Belediye başkanlığı süresince halkın oyları ile üç defa yılın belediye başkanı, 2005 yılında da yılın belediye başkanlığı ödülünü aldı.

Ben hatırlamıyorum ama belediyede göreve başladıktan sonra yerel gazetelerde yazılar yazmış.

Halk ile iç içe olmayı ve halkın isteklerini cevap vermeyi severdi.

Gitmediği düğün ve cenaze yoktur.

Yeter ki haber edilsin mutlaka gider ve çelengini de gönderirdi.

Onun için düğünlerde keşkek taşıya taşıya başkan oldu diye espriler bile yapılırdı.

Ömrünün 45 yılını belediyeye verdi, yani 45 yılı Yatağan’a hizmetle geçti.

Görevi sırasında, her zaman sivil toplum örgütleriyle, sendikalarla ve diğer siyasi partilerle iyi ilişkiler kurdu.

MHP Milletvekili Metin Ergün’den destek istedi, Yatağan’ın kanalizasyon sorununu çözdü.

Cumhurbaşkanı Süleyman Demirel’i çiçeklerle karşılaması eleştiri konusu olmuştu.

Yatağan’a hizmet için şeytanla bile işbirliği yaparım diyecek kadar açık sözlüydü.

Belediye meclisini oluştururken dengeleri gözetir, mutlaka Tes-İş ve Maden-İş sendikalarıyla ortaklaşırdı.

Tüm özelleştirme mücadelesinde işçilerden ve sendikalardan yana tavır aldı.

İhtiyacı olanların ve halkın yanında oldu, kimsesizlerin kimsesiydi.

Bu nedenle seçimlerde Dere mahallesinden, TEK ve TKİ lojmanlarından neredeyse tulum çıkarırdı. 

Başkan olduğunda ezberleri bozdu.

Başkanlık makamının kapısını hiç kapatmayacağına dair söz vermişti,

söz verdiği gibi 20 yıl boyunca kapısını hiç kapatmadı.

Partili, partisiz herkes istediği an makama giriyor ve Haşmet Başkan’a ulaşıyordu.

Diğer başkanlardan randevu almak bir mesele, beyler ya toplantıdadır ya da yerlerinde yoktur. 

Havalar güzel olduğunda makam odasını belediyenin önündeki parka açık havaya taşıyordu.

Sosyal ve yeni nesil belediyecilik kültürünün oluşmasını sağladı.

Deve güreşleri, Yatağan spor maçları, gençlik kültür ve sanat festivalleri, halk konserleri,

pazar yeriyle, mahalleler arasında halkı taşıyan çekçekler, daha birçok hizmet onun eseridir.

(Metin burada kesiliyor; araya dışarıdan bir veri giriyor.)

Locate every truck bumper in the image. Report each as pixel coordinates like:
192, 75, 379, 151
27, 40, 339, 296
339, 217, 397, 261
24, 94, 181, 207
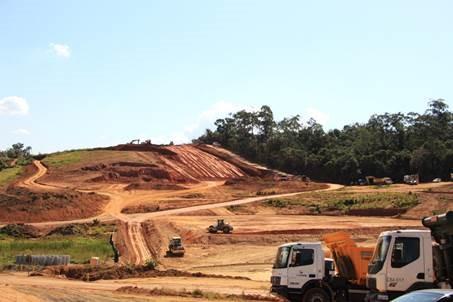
365, 291, 403, 302
271, 285, 289, 298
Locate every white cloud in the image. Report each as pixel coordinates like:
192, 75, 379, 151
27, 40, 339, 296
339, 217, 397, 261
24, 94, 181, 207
0, 96, 30, 115
13, 128, 31, 135
153, 101, 249, 144
49, 43, 71, 58
304, 107, 330, 125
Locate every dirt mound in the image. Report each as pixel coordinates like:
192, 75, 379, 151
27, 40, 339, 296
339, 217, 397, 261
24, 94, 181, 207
124, 183, 186, 190
34, 265, 250, 281
47, 224, 89, 236
116, 286, 278, 302
195, 144, 289, 177
0, 224, 41, 238
86, 162, 188, 184
345, 208, 407, 217
0, 187, 108, 223
104, 144, 175, 156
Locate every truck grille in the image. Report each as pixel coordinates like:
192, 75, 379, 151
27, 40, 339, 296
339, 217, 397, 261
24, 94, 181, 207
366, 278, 377, 290
271, 276, 281, 285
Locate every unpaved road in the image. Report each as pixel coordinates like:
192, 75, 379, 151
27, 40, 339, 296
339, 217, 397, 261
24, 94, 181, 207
21, 160, 343, 264
0, 273, 269, 302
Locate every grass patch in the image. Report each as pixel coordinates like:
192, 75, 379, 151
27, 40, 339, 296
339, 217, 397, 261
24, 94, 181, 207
43, 150, 89, 168
263, 192, 419, 213
0, 235, 113, 265
0, 166, 23, 187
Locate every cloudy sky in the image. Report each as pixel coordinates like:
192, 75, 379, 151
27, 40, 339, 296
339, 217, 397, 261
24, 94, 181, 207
0, 0, 453, 152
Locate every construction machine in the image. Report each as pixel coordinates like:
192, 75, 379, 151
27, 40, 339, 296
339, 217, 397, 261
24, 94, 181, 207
271, 211, 453, 302
167, 236, 186, 257
208, 219, 233, 234
403, 174, 419, 185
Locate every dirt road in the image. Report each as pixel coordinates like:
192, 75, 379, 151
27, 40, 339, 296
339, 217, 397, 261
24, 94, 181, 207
21, 161, 342, 264
0, 273, 269, 302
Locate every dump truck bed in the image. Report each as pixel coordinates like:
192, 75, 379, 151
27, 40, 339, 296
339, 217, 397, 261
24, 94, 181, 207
323, 232, 374, 286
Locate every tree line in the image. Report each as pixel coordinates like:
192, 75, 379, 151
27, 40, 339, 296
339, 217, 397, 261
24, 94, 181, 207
0, 143, 32, 171
195, 99, 453, 184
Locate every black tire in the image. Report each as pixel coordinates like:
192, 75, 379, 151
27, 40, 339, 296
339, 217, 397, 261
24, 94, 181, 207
302, 288, 330, 302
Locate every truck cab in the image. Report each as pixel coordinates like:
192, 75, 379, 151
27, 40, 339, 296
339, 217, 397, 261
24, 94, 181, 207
367, 211, 453, 301
271, 242, 335, 301
367, 230, 434, 301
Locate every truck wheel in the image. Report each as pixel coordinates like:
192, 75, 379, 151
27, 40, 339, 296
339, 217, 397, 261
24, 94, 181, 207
302, 288, 330, 302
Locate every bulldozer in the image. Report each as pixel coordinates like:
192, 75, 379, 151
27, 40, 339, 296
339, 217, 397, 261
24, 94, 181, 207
167, 236, 186, 257
208, 219, 233, 234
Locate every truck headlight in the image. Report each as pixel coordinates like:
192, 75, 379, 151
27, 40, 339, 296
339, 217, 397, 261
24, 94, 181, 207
271, 276, 281, 285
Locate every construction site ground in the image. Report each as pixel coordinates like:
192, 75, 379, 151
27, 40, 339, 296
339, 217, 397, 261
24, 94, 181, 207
0, 146, 453, 301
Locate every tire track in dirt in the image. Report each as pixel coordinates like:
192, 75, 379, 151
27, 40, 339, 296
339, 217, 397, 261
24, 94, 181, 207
17, 160, 342, 265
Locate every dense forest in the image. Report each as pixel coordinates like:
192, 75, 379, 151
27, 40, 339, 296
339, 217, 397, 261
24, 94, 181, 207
196, 99, 453, 183
0, 143, 32, 171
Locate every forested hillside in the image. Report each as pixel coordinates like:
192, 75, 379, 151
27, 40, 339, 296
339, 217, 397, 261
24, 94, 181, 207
197, 99, 453, 183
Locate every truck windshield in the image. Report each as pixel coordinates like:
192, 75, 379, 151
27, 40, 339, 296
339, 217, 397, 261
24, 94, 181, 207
368, 236, 392, 274
274, 246, 291, 268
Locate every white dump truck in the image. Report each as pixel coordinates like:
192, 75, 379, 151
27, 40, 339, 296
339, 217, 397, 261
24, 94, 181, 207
271, 212, 453, 302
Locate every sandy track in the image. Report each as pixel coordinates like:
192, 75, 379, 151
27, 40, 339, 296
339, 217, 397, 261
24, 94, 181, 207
22, 161, 342, 264
128, 184, 343, 222
18, 160, 57, 190
0, 273, 269, 301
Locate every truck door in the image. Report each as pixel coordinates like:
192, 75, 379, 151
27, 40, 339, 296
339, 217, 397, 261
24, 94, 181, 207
386, 236, 425, 291
288, 247, 320, 288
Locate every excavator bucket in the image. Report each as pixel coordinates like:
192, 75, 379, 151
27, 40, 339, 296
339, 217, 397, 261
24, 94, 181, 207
323, 232, 374, 285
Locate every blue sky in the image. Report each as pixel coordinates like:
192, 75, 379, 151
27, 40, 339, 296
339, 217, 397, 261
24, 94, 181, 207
0, 0, 453, 152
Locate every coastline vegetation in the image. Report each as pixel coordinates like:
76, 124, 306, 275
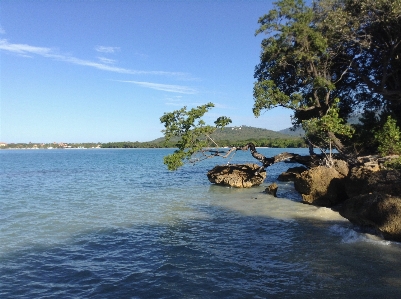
0, 126, 307, 149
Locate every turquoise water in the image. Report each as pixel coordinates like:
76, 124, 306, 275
0, 149, 401, 298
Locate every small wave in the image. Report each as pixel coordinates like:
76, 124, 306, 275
329, 224, 391, 245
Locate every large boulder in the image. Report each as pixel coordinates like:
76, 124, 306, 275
277, 166, 308, 182
207, 163, 266, 188
339, 192, 401, 241
345, 163, 401, 197
294, 160, 348, 207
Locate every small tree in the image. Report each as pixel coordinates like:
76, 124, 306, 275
375, 116, 401, 156
160, 103, 231, 170
302, 99, 354, 165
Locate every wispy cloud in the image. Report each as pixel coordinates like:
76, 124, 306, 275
0, 39, 189, 79
115, 80, 198, 94
98, 57, 116, 64
95, 46, 120, 53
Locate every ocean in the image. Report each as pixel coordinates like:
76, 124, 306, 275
0, 148, 401, 298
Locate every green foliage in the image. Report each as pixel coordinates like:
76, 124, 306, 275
302, 99, 354, 149
253, 0, 401, 156
160, 103, 231, 170
384, 157, 401, 170
375, 116, 401, 156
253, 0, 336, 124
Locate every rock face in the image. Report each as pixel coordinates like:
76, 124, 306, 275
265, 183, 278, 197
277, 166, 308, 182
345, 165, 401, 197
294, 160, 348, 207
339, 192, 401, 241
207, 163, 266, 188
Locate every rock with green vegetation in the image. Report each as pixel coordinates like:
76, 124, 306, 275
277, 166, 308, 182
339, 192, 401, 241
207, 163, 266, 188
294, 162, 347, 207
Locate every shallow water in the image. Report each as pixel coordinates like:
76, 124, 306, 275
0, 149, 401, 298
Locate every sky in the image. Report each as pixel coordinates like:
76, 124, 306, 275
0, 0, 291, 143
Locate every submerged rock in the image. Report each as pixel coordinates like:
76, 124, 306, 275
277, 166, 308, 182
207, 163, 266, 188
339, 192, 401, 241
294, 161, 348, 207
345, 165, 401, 197
265, 183, 278, 197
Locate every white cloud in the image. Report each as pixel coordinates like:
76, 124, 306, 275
95, 46, 120, 53
115, 81, 197, 94
0, 39, 52, 56
98, 57, 116, 64
0, 39, 189, 79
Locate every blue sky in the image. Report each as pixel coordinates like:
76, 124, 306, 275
0, 0, 291, 143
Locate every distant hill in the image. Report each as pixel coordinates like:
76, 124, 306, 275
278, 128, 305, 137
150, 126, 299, 143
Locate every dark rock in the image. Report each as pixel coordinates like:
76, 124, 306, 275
207, 163, 266, 188
294, 163, 348, 207
277, 166, 308, 182
345, 164, 401, 197
265, 183, 278, 197
339, 192, 401, 241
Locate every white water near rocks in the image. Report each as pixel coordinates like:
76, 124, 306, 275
0, 149, 401, 298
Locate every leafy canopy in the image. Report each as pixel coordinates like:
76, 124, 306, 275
375, 116, 401, 156
160, 103, 231, 170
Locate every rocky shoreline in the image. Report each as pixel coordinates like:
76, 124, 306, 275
279, 156, 401, 242
208, 156, 401, 242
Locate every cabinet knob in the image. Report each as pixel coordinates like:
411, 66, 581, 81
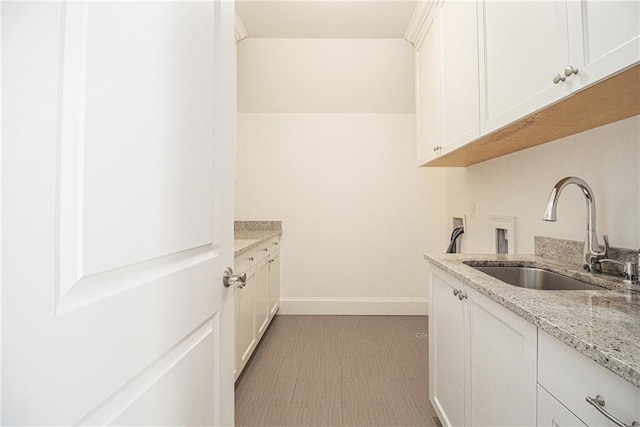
222, 267, 247, 288
585, 395, 640, 427
562, 65, 578, 80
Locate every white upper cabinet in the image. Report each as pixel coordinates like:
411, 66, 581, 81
439, 0, 480, 151
478, 0, 571, 133
415, 10, 442, 165
567, 0, 640, 89
410, 0, 640, 166
416, 0, 480, 164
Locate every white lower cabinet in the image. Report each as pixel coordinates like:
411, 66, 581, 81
256, 260, 270, 336
429, 265, 640, 427
538, 331, 640, 426
429, 268, 537, 426
235, 260, 258, 378
234, 238, 280, 379
538, 386, 584, 427
269, 250, 280, 316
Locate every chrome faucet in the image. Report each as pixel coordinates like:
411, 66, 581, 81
542, 176, 609, 273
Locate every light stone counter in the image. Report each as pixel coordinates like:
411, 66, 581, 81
424, 254, 640, 387
233, 221, 282, 255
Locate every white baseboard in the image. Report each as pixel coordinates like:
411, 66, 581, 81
278, 298, 429, 316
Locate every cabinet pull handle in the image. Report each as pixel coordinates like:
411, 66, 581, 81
222, 267, 247, 288
563, 65, 578, 80
585, 395, 640, 427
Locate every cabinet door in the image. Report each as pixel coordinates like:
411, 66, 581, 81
538, 330, 640, 426
465, 289, 537, 426
429, 271, 469, 426
479, 0, 571, 134
439, 0, 480, 154
235, 269, 257, 378
415, 10, 442, 165
269, 251, 280, 317
568, 0, 640, 88
256, 259, 269, 337
537, 386, 584, 427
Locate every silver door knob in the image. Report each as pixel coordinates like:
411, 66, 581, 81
222, 267, 247, 288
563, 65, 578, 80
553, 74, 566, 85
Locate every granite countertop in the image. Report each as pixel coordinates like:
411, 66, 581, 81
424, 254, 640, 387
233, 221, 282, 255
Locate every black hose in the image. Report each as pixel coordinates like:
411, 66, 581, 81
447, 226, 464, 254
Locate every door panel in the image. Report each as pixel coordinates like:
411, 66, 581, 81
2, 2, 234, 425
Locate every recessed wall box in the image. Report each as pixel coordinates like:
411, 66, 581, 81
489, 215, 518, 254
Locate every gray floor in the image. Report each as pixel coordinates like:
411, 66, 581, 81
236, 316, 439, 426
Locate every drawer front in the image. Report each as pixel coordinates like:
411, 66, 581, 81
258, 237, 280, 259
538, 330, 640, 426
537, 386, 584, 427
233, 248, 258, 274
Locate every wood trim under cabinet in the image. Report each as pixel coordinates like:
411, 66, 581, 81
423, 64, 640, 167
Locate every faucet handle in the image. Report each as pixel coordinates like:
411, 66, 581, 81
622, 261, 638, 283
600, 234, 609, 258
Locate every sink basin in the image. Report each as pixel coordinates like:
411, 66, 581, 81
473, 266, 602, 291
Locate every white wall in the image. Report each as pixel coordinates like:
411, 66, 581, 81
236, 39, 446, 314
238, 38, 415, 113
444, 116, 640, 253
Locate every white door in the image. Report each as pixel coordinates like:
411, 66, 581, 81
2, 1, 235, 425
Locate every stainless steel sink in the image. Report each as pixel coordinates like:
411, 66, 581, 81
472, 266, 602, 291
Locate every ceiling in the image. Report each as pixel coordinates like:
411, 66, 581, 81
236, 0, 418, 39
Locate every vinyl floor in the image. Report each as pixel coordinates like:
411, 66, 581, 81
236, 315, 440, 427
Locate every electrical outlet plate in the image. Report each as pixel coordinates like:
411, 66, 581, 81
489, 215, 518, 254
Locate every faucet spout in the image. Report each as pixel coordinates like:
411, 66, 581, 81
542, 176, 608, 271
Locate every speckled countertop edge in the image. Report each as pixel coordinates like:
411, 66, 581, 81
424, 254, 640, 387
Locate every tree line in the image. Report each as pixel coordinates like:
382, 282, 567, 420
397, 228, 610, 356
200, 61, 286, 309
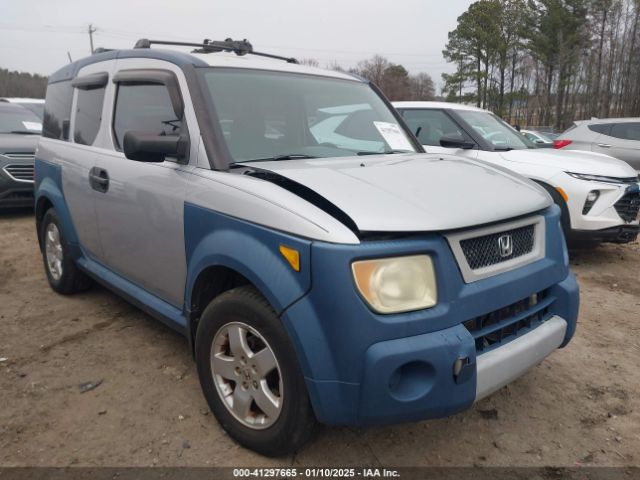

Deve güreşi dedim de, itiraf edeyim deveci kıyafeti en çok ona yakışıyordu.

Ayağında körüklü çizmesi, küloş pantolonu, yeleği, sekiz köşe şapkası,

ve boynunda yağlığıyla, davul zurnanın ritminde sahaya sığmazdı.

Haşmet Başkan’ın Yatağan’a yaptıklarını ve ona yapılan saldırıları yazmaya kalksam kitap olur.

Hataları, zaafları var mı, tabi ki her insan gibi var, ancak ben genele bakarım, münferide takılmam.

Hasan Haşmet Işık iyi bir insandı, içi dışı bir, olduğu gibiydi.

Eylemlerimize, direnişlerimize tüm belediye personeliyle birlikte destek verirdi.

Yatağan direnişinin özü İşçi, Sendika ve Yerel yönetimlerin bir araya gelmesinden oluşurdu.

O’nu hep gülen yüzü, sıcak ve sevecen kişiliğiyle hatırlayacağız.

Ailesine ve sevenlerine sabırlar diliyorum, hepimizin başı sağolsun,

Işıklar içinde yat Haşmet Başkan, yıldızlar yoldaşın olsun!

Hoş kalın, İnançla ve Dirençle kalın!